LR-SGS: Robust LiDAR-Reflectance-Guided Salient Gaussian Splatting for Self-Driving Scene Reconstruction
This work addresses reconstruction challenges in self-driving scenes with high ego-motion and complex lighting, though it appears incremental by building on existing 3D Gaussian Splatting methods.
The paper tackles the problem of self-driving scene reconstruction by proposing LR-SGS, a method that leverages LiDAR reflectance and RGB data to improve 3D Gaussian Splatting, achieving superior performance with 1.18 dB higher PSNR on complex lighting scenes compared to OmniRe.

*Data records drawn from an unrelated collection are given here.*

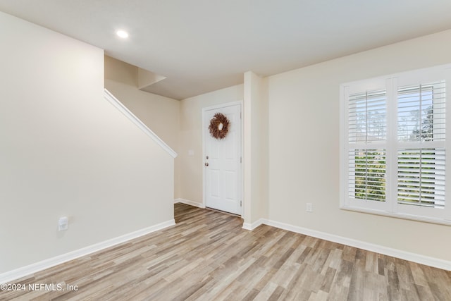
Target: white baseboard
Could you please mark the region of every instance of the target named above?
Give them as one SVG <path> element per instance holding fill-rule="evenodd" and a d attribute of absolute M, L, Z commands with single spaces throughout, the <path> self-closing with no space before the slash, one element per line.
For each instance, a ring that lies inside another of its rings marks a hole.
<path fill-rule="evenodd" d="M 258 227 L 260 225 L 263 225 L 265 221 L 265 219 L 258 219 L 257 221 L 255 221 L 254 223 L 242 223 L 242 228 L 245 230 L 249 230 L 250 231 L 253 231 L 254 229 L 255 229 L 257 227 Z"/>
<path fill-rule="evenodd" d="M 170 227 L 175 224 L 175 221 L 171 219 L 159 224 L 138 230 L 117 238 L 111 238 L 101 242 L 97 243 L 82 249 L 76 250 L 68 253 L 63 254 L 55 257 L 49 258 L 42 262 L 36 262 L 19 269 L 0 274 L 0 283 L 6 283 L 20 278 L 25 277 L 28 275 L 37 273 L 46 269 L 55 266 L 58 264 L 75 259 L 82 256 L 88 255 L 97 251 L 112 247 L 120 243 L 127 242 L 130 240 L 145 235 L 146 234 Z"/>
<path fill-rule="evenodd" d="M 347 238 L 342 236 L 329 234 L 324 232 L 316 231 L 314 230 L 298 227 L 297 226 L 292 226 L 278 221 L 262 219 L 261 222 L 262 223 L 268 226 L 280 228 L 281 229 L 288 230 L 289 231 L 295 232 L 297 233 L 313 236 L 325 240 L 329 240 L 342 245 L 346 245 L 350 247 L 354 247 L 359 249 L 363 249 L 367 251 L 374 252 L 376 253 L 383 254 L 384 255 L 391 256 L 393 257 L 400 258 L 401 259 L 408 260 L 409 262 L 416 262 L 421 264 L 425 264 L 429 266 L 433 266 L 438 269 L 451 271 L 451 262 L 447 260 L 430 257 L 416 253 L 411 253 L 409 252 L 383 247 L 379 245 L 375 245 L 369 242 L 354 240 L 352 238 Z"/>
<path fill-rule="evenodd" d="M 174 199 L 174 203 L 183 203 L 183 204 L 186 204 L 187 205 L 194 206 L 195 207 L 205 208 L 205 206 L 204 206 L 204 204 L 202 203 L 199 203 L 194 201 L 190 201 L 190 199 L 182 199 L 180 197 L 178 199 Z"/>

Recent 3D Gaussian Splatting (3DGS) methods have demonstrated the feasibility of self-driving scene reconstruction and novel view synthesis. However, most existing methods either rely solely on cameras or use LiDAR only for Gaussian initialization or depth supervision, while the rich scene information contained in point clouds, such as reflectance, and the complementarity between LiDAR and RGB have not been fully exploited, leading to degradation in challenging self-driving scenes, such as those with high ego-motion and complex lighting. To address these issues, we propose a robust and efficient LiDAR-reflectance-guided Salient Gaussian Splatting method (LR-SGS) for self-driving scenes, which introduces a structure-aware Salient Gaussian representation, initialized from geometric and reflectance feature points extracted from LiDAR and refined through a salient transform and improved density control to capture edge and planar structures. Furthermore, we calibrate LiDAR intensity into reflectance and attach it to each Gaussian as a lighting-invariant material channel, jointly aligned with RGB to enforce boundary consistency. Extensive experiments on the Waymo Open Dataset demonstrate that LR-SGS achieves superior reconstruction performance with fewer Gaussians and shorter training time. In particular, on Complex Lighting scenes, our method surpasses OmniRe by 1.18 dB PSNR.